Différentiation sexuelle :

Le mâle semble posséder un liseré jaune sur la partie postérieure de la nageoire dorsale.

La femelle est plus agressive que le mâle.

Ne pas se baser sur la bosse sur la tête qui est présente chez les deux sexes.

Au moment de la reproduction, la papille génitale de la femelle est très saillante, de 3 mm et dirigée vers l’avant.

Processus de reproduction :

C’est la femelle qui déclenche la reproduction. La parade est assez courte (30 minutes avant l’émission des premiers œufs). La femelle attire le mâle dans son territoire de ponte. Ce dernier est constitué d’un petit surplomb rocheux posé sur la zone sablonneuse. Dans tous les cas, le fond doit être une zone plate (sable ou roche, peu importe).

Site de ponte en milieu naturel à Isanga

Site de ponte en milieu naturel à Isanga.
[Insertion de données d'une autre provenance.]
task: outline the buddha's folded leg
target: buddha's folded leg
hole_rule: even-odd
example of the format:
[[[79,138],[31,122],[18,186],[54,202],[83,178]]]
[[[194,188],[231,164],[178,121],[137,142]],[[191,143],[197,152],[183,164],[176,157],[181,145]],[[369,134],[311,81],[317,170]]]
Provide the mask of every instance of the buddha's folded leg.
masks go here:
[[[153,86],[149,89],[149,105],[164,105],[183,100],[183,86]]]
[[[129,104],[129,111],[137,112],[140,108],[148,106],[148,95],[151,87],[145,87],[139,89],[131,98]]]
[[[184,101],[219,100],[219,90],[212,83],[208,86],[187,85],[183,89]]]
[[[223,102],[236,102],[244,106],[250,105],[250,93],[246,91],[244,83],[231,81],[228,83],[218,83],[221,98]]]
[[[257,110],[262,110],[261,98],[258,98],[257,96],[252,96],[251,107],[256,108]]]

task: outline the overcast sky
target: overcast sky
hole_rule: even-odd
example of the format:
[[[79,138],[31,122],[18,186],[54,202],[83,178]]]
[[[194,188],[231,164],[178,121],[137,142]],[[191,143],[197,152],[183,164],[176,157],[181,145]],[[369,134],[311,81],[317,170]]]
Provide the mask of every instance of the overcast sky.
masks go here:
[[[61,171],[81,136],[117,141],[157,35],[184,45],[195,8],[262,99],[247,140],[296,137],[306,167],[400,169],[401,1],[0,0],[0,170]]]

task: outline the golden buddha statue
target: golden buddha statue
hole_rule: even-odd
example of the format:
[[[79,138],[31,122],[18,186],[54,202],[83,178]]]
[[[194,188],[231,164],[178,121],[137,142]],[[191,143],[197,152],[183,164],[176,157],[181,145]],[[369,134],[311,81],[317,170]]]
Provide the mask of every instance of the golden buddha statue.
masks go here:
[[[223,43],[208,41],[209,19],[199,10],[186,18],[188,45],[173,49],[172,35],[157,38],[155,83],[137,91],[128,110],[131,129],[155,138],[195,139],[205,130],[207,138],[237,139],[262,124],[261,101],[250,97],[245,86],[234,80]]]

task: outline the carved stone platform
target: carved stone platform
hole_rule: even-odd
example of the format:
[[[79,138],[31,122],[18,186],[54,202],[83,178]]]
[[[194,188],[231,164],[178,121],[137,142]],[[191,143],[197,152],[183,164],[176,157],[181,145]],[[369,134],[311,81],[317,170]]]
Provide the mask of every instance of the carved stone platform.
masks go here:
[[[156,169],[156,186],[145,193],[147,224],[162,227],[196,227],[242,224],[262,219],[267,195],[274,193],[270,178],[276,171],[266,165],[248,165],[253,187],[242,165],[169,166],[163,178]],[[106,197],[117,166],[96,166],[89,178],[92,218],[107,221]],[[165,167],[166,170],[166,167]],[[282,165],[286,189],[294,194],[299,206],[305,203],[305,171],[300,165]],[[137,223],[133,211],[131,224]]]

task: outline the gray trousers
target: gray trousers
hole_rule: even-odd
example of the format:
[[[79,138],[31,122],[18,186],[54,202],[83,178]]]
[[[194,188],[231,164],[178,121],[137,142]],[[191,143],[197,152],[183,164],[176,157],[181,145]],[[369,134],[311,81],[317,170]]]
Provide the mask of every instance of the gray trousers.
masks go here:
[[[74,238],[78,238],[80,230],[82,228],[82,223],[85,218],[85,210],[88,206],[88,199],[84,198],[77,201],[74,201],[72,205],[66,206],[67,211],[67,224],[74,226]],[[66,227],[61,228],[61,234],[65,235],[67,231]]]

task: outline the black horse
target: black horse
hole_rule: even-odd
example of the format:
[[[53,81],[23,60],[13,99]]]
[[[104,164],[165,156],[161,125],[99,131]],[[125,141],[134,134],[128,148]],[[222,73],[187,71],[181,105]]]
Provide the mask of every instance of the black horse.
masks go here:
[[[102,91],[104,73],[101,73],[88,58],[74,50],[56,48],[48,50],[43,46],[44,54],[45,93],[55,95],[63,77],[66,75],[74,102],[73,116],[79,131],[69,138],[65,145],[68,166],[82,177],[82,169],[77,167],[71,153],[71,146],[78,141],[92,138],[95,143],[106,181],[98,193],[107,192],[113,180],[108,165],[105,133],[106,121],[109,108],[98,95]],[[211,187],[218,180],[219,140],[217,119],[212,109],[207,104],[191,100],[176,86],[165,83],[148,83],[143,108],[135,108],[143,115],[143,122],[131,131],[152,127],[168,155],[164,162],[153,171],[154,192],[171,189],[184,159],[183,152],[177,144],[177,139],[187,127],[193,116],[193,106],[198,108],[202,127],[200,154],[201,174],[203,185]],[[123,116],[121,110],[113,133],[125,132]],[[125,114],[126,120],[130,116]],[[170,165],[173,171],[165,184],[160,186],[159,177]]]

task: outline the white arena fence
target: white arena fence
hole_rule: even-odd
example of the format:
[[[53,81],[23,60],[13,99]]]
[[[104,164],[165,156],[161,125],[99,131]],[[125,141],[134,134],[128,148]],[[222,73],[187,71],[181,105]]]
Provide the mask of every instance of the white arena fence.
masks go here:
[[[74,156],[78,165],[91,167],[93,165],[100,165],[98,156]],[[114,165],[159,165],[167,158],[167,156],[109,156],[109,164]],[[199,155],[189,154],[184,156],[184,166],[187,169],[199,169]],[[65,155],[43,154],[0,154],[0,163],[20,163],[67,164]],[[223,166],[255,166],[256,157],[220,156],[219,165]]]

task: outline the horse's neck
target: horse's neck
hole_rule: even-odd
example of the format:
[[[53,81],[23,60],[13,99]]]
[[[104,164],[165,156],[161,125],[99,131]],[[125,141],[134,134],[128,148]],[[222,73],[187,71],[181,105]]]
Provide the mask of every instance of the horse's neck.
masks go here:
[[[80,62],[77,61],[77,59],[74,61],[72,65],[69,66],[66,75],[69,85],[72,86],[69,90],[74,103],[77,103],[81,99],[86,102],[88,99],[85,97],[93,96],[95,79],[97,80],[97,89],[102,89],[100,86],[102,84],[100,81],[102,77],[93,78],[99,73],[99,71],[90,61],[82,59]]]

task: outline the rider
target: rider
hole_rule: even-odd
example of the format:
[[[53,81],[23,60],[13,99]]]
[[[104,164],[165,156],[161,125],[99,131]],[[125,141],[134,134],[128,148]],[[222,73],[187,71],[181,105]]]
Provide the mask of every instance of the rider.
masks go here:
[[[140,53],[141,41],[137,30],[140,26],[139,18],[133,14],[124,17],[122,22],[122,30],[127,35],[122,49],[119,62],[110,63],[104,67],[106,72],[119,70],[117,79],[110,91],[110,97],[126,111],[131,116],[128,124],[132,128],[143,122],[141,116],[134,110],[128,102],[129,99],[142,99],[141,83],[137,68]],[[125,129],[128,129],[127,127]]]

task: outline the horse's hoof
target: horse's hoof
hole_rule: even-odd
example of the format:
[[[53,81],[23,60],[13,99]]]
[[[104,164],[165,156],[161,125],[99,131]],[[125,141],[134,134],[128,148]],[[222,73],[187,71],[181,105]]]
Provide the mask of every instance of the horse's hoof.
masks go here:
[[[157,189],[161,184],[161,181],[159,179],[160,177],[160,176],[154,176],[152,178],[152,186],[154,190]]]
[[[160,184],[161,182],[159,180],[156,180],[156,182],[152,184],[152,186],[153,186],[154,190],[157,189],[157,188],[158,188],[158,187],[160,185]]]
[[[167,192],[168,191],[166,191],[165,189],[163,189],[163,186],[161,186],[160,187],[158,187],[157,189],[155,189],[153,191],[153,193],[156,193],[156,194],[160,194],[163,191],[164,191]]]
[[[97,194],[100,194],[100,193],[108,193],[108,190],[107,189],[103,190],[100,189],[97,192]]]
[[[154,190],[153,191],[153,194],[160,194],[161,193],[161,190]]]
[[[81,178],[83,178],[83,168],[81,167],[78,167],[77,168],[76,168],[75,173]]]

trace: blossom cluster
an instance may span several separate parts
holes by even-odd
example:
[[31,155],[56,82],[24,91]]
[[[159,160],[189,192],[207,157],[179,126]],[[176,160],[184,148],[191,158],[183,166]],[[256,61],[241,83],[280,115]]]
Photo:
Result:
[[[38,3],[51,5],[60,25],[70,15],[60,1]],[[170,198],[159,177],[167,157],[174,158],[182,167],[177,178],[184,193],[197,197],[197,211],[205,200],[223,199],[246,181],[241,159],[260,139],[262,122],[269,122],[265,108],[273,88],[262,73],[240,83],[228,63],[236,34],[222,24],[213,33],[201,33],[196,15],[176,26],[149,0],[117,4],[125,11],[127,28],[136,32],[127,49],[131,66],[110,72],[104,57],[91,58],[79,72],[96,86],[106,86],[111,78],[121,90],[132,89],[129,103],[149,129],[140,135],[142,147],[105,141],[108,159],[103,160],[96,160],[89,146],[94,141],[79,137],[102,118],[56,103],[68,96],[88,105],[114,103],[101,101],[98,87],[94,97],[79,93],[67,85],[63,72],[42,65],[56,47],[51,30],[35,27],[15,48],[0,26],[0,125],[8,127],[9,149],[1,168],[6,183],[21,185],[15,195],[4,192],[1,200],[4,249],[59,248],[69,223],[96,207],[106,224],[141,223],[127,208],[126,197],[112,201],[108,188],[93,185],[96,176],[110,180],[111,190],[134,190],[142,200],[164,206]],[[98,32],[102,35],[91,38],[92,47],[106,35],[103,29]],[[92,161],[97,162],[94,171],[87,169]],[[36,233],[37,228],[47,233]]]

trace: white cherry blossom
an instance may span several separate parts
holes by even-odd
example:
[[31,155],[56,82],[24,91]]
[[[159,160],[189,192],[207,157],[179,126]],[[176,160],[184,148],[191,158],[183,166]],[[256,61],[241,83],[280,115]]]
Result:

La faille ou le surplomb sera juste assez grand pour que les deux partenaires puissent s’y glisser (3 cm de haut et d’une surface d’environ 15 * 10 cm de surface). La femelle nettoie rapidement le plafond de la grotte puis attire le mâle en se couchant devant la grotte et en frottant son corps sur le sable en de brèves et rapides secousses.

C’est ce signal qui est perçu par le mâle puisque tous les mâles présents dans la zone (qu’ils soient l’élu ou non de la femelle) rappliquent. Les deux poissons pénètrent alors sous la dalle et se retournent dos en bas pour coller ainsi leurs organes reproducteurs contre le plafond de la grotte. Ils se frottent l’un contre l’autre dans cette position inconfortable. Au bout de 15 à 20 minutes, les premiers œufs sont pondus par chapelets d’une vingtaine. Le mâle féconde les œufs en même temps que ces derniers sont émis par la femelle. Les œufs blancs, minuscules (environ 1 mm de diamètre) restent collés à la roche.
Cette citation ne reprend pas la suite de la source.